Reyhanlı’daki saldırıların, kökü Türkiye içinde olan THKP/C Acilciler grubuna atfedilmesi (grubun lideri Mihraç Ural, yaptığı açıklamalarda suçlamaları reddetti, ancak Suriye ordusunda resmi görevi olan bir kişinin “Biz yaptık!” demesi zaten mümkün değildi), sorunun şiddet boyutunu daha da kaygı verici hale getiriyor. Zira, yaklaşık 30 yıldır Suriye rejiminin koruması altında olan bu grup, iç savaş uzun sürerse, Türkiye’de eylemler gerçekleştirmeye devam edebilir; dahası, iç politikanın zaaflarından ve toplumsal-mezhepsel gerilimlerden beslenerek büyüyebilir.
 

Unutmayalım, başlangıçta Apocular olarak anılan PKK da, şiddetsiz siyaset yapan çok daha büyük Kürt örgütleri arasından zamanla sıyrıldı; eylemleriyle halk tabanının sempatisini kazandı, büyüdü ve diğer örgütleri adeta silerek, Kürt sorununun tek taşıyıcı sütunu haline geldi. Elinde silah olanın sözünü dinletmesi, eşyanın tabiatı gereğidir ve ortam silahın kullanımına izin verdikçe, dün Kürt sorununu barışçı şekilde çözmeye yanaşmayan Türkiye devleti, Alevilerin sorunlarını da adil ve barışçı bir şekilde çözmemekte direnirse, Suriye bataklığı, Alevi damarı üzerinden Türkiye’yi de kendiyle birlikte batırabilir.
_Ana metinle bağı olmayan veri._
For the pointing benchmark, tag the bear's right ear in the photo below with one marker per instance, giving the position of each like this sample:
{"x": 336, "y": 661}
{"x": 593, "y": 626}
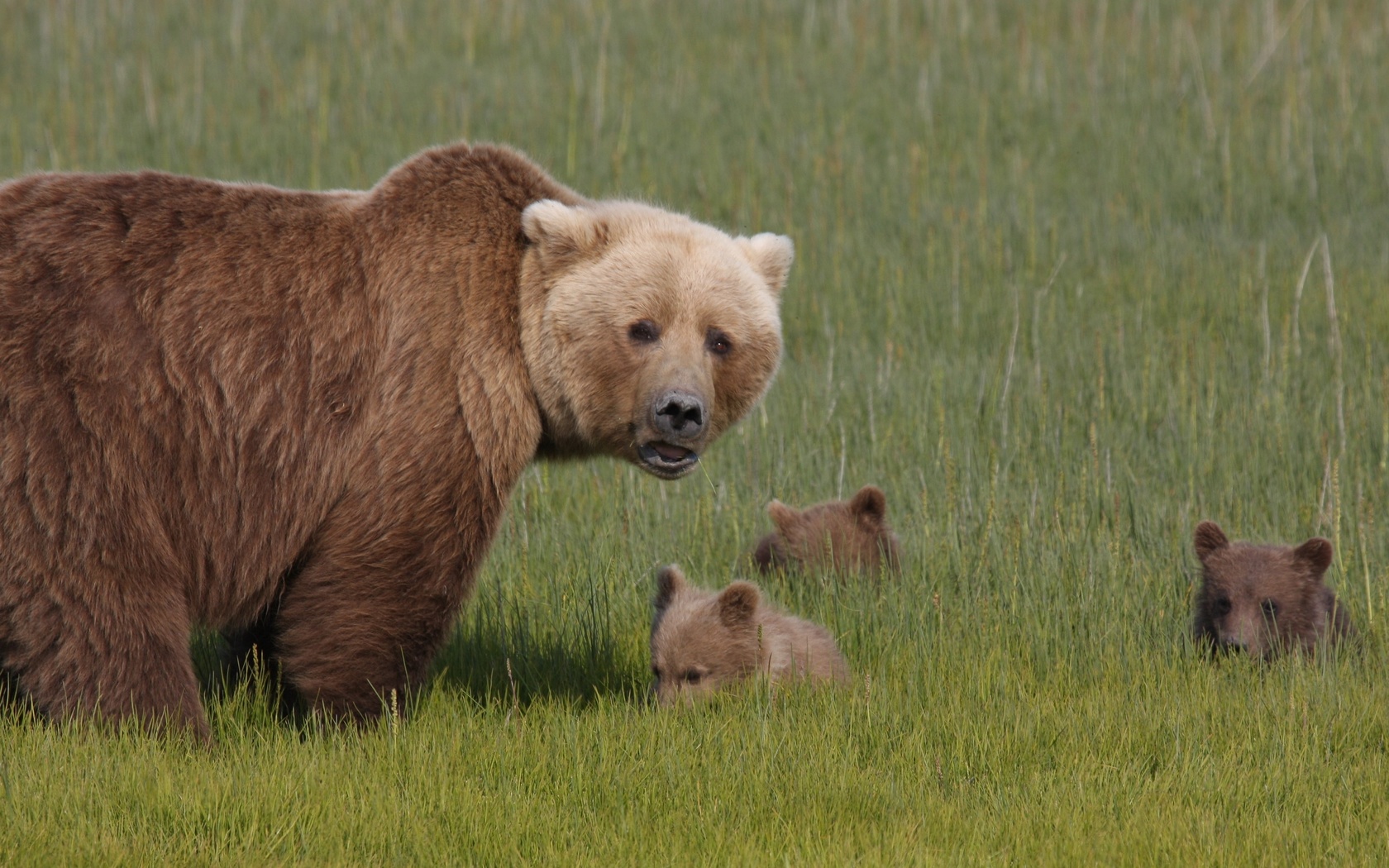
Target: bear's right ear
{"x": 737, "y": 603}
{"x": 870, "y": 503}
{"x": 782, "y": 516}
{"x": 563, "y": 234}
{"x": 670, "y": 581}
{"x": 771, "y": 257}
{"x": 1209, "y": 539}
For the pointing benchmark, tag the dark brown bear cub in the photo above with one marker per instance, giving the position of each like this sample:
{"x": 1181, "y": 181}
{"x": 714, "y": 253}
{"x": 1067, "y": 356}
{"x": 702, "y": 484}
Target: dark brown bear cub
{"x": 841, "y": 535}
{"x": 1264, "y": 600}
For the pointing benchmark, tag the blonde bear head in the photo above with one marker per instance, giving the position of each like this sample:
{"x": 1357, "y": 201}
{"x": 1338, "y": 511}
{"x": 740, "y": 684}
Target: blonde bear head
{"x": 647, "y": 334}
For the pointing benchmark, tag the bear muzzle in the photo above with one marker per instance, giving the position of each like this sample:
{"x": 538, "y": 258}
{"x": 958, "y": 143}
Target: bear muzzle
{"x": 680, "y": 418}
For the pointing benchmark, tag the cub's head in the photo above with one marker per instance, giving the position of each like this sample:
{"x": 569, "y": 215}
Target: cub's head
{"x": 843, "y": 535}
{"x": 647, "y": 334}
{"x": 1260, "y": 599}
{"x": 702, "y": 641}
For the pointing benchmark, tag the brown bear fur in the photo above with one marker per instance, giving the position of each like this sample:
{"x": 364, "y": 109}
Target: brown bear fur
{"x": 842, "y": 535}
{"x": 703, "y": 641}
{"x": 298, "y": 416}
{"x": 1264, "y": 599}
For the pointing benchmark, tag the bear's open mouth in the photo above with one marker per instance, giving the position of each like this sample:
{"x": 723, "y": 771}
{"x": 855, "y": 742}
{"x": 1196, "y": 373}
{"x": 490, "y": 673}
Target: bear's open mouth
{"x": 666, "y": 460}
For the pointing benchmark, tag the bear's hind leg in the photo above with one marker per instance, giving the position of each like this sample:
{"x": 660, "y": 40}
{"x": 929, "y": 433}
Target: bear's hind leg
{"x": 118, "y": 657}
{"x": 347, "y": 637}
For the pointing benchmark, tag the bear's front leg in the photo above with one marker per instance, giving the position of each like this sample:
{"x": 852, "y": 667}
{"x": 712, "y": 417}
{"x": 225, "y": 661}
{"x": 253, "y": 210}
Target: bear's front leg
{"x": 367, "y": 613}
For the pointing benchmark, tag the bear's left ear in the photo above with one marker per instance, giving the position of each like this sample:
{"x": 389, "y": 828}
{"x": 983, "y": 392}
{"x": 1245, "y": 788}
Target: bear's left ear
{"x": 1315, "y": 553}
{"x": 771, "y": 255}
{"x": 563, "y": 234}
{"x": 784, "y": 517}
{"x": 670, "y": 581}
{"x": 870, "y": 503}
{"x": 737, "y": 603}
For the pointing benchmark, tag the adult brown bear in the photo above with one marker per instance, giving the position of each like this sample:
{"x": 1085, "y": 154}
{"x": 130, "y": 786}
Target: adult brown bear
{"x": 302, "y": 413}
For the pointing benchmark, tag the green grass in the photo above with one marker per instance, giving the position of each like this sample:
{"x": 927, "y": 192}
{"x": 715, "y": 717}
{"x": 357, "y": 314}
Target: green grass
{"x": 1049, "y": 295}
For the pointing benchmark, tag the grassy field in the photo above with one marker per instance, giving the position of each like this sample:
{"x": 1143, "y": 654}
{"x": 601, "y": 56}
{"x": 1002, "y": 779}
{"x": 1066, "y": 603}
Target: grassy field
{"x": 1072, "y": 277}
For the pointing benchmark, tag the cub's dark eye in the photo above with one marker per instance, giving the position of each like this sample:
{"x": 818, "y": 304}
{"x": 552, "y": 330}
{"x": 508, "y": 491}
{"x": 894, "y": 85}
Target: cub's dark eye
{"x": 643, "y": 331}
{"x": 718, "y": 342}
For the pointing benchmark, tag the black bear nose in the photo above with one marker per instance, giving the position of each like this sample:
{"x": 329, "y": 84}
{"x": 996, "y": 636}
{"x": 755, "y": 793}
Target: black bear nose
{"x": 680, "y": 414}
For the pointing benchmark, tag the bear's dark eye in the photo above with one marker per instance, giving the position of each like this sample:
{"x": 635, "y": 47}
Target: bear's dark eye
{"x": 643, "y": 331}
{"x": 717, "y": 342}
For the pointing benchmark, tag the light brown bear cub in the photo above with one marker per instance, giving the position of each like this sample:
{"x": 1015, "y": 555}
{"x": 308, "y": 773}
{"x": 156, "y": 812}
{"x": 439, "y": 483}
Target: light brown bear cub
{"x": 842, "y": 535}
{"x": 1264, "y": 599}
{"x": 703, "y": 641}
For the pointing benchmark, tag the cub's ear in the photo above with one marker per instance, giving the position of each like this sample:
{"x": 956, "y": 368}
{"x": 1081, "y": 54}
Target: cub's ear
{"x": 1209, "y": 539}
{"x": 1315, "y": 553}
{"x": 563, "y": 234}
{"x": 737, "y": 603}
{"x": 870, "y": 503}
{"x": 771, "y": 257}
{"x": 784, "y": 517}
{"x": 670, "y": 581}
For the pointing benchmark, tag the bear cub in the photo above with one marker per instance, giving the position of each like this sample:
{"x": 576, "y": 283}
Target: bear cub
{"x": 841, "y": 535}
{"x": 1264, "y": 600}
{"x": 703, "y": 641}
Dün Kürt sorununun yarattığı buhranı, yarın Alevi sorunu tekrarlayabilir ve hepimizi cendereye alan şiddet - karşı şiddet sarmalı, kim bilir kaç yıl daha ülkeyi rehin alabilir. Bu erken bir uyarıdır, biliyorum, ama ciddiye alınmalıdır.
 

Sünni ve muhafazakâr tabanın partisi olan AK Parti, 11 yıllık iktidarı süresince Alevilerin endişelerini gidermekte başarılı olamadı. Bu sorunun çözümü, Suriye sorunundan da bağımsız olarak, iktidarı bekleyen en önemli görevlerden biri. Ancak Alevilere haklarını –bir lütuf değil, adaletin gereği olarak– sağlayan bir siyasi parti, adındaki ‘Adalet’e layık olabilir. Ve muhatapların, yani Alevilerin, yani CHP’nin, yani sosyalistlerin, Alevi-Sünni gerginliğinde siyasi bir kazanç kapısı görüp yangına körükle gitmeleri, bu ülke insanına kötülük yapmak anlamına gelir.
 

Dolayısıyla, sorumluluk herkese, hepimize düşüyor.